China’s market regulator has fined Tencent, Alibaba and other tech giants for failing to properly report 22 past merger deals, sending tech shares tumbling Thursday.
The country’s State Administration for Market Regulation (SAMR) issued a fine of RMB500,000 ($77,000) for each late Wednesday — chump change for Big Tech behemoths but the max allowed by the local anti-trust laws for merger deal violations.
The move comes amidst an unprecedented rise in government scrutiny on monopolistic practices in the tech sector whose consequences are reverberating through the entertainment industry.
Alibaba was hit with accusations of irregularities for six deals, including one for its 2014 purchase of the Guangzhou F.C. soccer club. Tencent was hit with five, including deals to acquire controlling stakes in leading mobile game app creator Cheetah Mobile and fashion e-commerce social platform Mogu.
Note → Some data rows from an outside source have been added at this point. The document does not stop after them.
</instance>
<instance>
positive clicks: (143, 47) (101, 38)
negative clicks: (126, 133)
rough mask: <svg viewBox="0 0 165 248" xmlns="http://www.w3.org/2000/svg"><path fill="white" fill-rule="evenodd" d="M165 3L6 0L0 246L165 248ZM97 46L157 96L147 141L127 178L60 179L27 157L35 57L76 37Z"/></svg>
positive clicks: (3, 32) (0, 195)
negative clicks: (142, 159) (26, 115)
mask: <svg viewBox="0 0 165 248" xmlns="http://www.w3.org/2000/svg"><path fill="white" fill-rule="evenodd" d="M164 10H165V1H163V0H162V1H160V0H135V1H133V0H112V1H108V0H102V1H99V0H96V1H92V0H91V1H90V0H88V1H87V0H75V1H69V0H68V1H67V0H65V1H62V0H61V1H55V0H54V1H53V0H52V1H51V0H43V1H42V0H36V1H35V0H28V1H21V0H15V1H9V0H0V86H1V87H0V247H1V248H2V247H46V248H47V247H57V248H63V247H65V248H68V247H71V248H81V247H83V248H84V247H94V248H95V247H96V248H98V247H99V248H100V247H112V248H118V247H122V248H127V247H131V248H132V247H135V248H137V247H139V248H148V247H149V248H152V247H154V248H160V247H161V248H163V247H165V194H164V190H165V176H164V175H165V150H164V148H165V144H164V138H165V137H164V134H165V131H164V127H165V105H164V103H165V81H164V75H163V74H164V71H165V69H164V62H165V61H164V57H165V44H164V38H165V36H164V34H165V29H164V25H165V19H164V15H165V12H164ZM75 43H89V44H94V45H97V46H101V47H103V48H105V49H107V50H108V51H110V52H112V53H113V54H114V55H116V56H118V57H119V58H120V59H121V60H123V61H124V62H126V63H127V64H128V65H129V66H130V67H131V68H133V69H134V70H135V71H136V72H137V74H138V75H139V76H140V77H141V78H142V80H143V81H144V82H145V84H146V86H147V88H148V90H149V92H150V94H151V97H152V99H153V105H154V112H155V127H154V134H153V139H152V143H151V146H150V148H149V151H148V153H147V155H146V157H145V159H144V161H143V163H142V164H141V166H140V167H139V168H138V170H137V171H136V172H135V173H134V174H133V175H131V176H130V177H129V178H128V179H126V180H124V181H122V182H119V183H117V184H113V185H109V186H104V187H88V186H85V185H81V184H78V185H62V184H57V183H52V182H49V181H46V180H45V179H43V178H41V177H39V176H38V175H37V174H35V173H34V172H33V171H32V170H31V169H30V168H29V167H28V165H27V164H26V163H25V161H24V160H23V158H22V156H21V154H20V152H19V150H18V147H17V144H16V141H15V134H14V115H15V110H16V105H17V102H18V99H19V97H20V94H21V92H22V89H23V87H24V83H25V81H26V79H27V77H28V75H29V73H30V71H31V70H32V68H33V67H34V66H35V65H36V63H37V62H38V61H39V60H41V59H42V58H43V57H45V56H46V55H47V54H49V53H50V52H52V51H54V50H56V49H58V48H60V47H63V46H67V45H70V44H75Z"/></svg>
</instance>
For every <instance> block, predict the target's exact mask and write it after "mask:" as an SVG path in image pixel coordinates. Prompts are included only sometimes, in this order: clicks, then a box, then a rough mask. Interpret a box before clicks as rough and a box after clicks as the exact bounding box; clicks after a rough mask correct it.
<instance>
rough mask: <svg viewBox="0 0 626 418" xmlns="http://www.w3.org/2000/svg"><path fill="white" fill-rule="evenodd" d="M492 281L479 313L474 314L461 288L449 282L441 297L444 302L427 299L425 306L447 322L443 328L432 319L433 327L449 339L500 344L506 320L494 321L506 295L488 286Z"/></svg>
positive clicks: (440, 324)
Ride-hailing app Didi was hit with eight.
The fines levied Wednesday nevertheless pale in comparison to the record $2.8 billion anti-trust fine slapped on Alibaba in April for charges of monopolistic behavior. Tencent may also be facing down an anti-trust fine of at least RMB10 billion ($1.5 billion), according to Reuters — a move that is expected to particularly impact its music streaming business.
Even so, investors were still alarmed. The Hang Seng Tech Index tracking the 30 biggest Hong Kong-listed tech firms fell Thursday 3.7% to its lowest point since October, while Alibaba and Tencent stocks fell 4.1% and 3.7%, respectively.
More bad news may be forthcoming for the tech and payments sector. China’s central bank on Thursday said that it will up its scrutiny and regulation of “irregularities” in the payments market, following its April order to overhaul Alipay app owner Ant Group.